In 610, the Sassanid Empire drove the Byzantine Empire out of the Middle East, giving the Jews control of Jerusalem for the first time in centuries. The Jews in Palestine were allowed to set up a vassal state under the Sassanid Empire called the Sassanid Jewish Commonwealth which lasted for five years. Jewish rabbis ordered the restart of animal sacrifice for the first time since the time of Second Temple and started to reconstruct the Jewish Temple. Shortly before the Byzantines took the area back five years later in 615, the Persians gave control to the Christian population, who tore down the partially built Jewish Temple edifice and turned it into a garbage dump,[77] which is what it was when the Rashidun Caliph Umar took the city in 637.

In 637 Arabs besieged and captured the city from the Byzantine Empire, which had defeated the Persian forces and their allies, and reconquered the city. There are no contemporary records, but many traditions, about the origin of the main Islamic buildings on the mount.[78][79] A popular account from later centuries is that the Rashidun Caliph Umar was led to the place reluctantly by the Christian patriarch Sophronius.[80] He found it covered with rubbish, but the sacred Rock was found with the help of a converted Jew, Ka’b al-Ahbar.[80] Al-Ahbar advised Umar to build a mosque to the north of the rock, so that worshippers would face both the rock and Mecca, but instead Umar chose to build it to the south of the rock.[80] It became known as the Al-Aqsa Mosque.
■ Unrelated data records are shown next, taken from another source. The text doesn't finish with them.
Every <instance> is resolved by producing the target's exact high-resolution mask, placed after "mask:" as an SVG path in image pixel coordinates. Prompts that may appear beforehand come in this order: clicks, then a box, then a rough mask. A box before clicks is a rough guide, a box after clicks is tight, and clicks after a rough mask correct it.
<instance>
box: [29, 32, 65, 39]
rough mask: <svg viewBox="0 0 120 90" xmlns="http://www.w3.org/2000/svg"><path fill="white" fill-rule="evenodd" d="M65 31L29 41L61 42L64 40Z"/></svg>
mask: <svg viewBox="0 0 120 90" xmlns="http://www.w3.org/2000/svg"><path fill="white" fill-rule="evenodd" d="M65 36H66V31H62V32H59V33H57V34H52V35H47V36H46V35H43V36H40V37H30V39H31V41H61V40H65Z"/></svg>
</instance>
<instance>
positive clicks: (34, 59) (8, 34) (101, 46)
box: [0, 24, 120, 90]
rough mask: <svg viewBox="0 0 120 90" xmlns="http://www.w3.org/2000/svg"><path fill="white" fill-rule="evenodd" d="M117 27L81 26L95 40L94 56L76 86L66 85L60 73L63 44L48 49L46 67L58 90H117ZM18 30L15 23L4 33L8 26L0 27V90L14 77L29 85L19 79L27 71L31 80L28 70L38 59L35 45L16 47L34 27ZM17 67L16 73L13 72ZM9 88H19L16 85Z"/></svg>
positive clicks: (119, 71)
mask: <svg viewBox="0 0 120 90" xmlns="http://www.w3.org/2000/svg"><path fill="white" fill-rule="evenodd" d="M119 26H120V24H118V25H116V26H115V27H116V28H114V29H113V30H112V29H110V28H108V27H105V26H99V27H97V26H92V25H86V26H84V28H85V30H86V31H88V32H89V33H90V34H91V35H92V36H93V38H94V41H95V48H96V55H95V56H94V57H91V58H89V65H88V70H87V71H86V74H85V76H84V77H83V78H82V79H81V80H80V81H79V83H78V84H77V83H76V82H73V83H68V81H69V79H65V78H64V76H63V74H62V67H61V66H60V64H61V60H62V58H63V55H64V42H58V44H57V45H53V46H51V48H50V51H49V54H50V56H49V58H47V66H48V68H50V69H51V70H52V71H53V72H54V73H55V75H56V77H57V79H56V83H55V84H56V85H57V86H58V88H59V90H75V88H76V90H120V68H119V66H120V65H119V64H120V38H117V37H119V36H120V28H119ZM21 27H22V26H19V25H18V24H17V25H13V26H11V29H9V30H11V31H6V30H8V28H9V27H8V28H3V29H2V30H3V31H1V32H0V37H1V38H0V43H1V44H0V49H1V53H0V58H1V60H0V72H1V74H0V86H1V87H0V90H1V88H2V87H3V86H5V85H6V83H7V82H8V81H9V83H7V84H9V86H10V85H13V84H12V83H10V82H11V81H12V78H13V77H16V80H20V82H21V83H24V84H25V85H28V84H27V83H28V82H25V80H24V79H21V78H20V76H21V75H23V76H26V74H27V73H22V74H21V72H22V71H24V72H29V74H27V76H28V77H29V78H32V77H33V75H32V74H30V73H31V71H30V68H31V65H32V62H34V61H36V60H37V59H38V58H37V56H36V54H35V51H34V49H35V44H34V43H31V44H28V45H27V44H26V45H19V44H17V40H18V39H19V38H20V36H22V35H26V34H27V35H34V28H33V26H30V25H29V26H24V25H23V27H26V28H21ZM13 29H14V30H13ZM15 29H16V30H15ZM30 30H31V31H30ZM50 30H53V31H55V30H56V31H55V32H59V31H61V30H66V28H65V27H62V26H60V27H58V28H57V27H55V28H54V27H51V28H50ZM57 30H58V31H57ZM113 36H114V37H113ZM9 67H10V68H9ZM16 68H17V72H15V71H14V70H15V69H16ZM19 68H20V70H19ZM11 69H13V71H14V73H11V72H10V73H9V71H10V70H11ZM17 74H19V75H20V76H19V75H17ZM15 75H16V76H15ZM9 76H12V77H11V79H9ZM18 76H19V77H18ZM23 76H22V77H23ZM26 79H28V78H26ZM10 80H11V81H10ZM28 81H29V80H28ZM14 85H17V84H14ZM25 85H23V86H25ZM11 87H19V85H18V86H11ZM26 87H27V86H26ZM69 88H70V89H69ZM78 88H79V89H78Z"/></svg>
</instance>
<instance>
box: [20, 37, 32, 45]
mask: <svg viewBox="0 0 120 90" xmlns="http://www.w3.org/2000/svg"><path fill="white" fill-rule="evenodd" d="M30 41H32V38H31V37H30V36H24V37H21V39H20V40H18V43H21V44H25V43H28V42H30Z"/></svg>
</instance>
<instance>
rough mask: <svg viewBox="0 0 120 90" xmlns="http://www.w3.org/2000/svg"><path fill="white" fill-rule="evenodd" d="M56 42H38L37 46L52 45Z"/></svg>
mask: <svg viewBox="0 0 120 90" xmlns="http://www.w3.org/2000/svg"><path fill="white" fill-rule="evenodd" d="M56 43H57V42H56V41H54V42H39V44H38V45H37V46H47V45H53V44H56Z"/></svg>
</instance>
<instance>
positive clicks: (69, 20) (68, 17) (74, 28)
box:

According to Muslim sources, Jews participated in the construction of the haram, laying the groundwork for both the Al-Aqsa and Dome of the Rock mosques.[81] The first known eyewitness testimony is that of the pilgrim Arculf who visited about 670. According to Arculf’s account as recorded by Adomnán, he saw a rectangular wooden house of prayer built over some ruins, large enough to hold 3,000 people.[78][82]

In 691 an octagonal Islamic building topped by a dome was built by the Caliph Abd al-Malik around the rock, for a myriad of political, dynastic and religious reasons, built on local and Quranic traditions articulating the site’s holiness, a process in which textual and architectural narratives reinforced one another.[83] The shrine became known as the Dome of the Rock (قبة الصخرة, Qubbat as-Sakhra). (The dome itself was covered in gold in 1920.) In 715 the Umayyads, led by the Caliph al-Walid I, transformed the temple shops Chanuyot nearby into a mosque (see illustrations [3] and detailed drawing [4]), which they named the Aqsa Mosque (المسجد الأقصى, al-Masjid al-Aqsa, lit. “Furthest Mosque”), corresponding to the Islamic belief of Muhammad’s miraculous nocturnal journey as recounted in the Quran and hadith. The term “Noble Sanctuary” or “Haram al-Sharif”, as it was called later by the Mamluks and Ottomans, refers to the whole area that surrounds that Rock.[84][22]

For Muslims, the importance of the Dome of the Rock and Al-Aqsa Mosque makes Jerusalem the third-holiest city, after Mecca and Medina. The mosque and shrine are currently administered by a Waqf (an Islamic trust). The various inscriptions on the Dome walls and the artistic decorations imply a symbolic eschatological significance of the structure.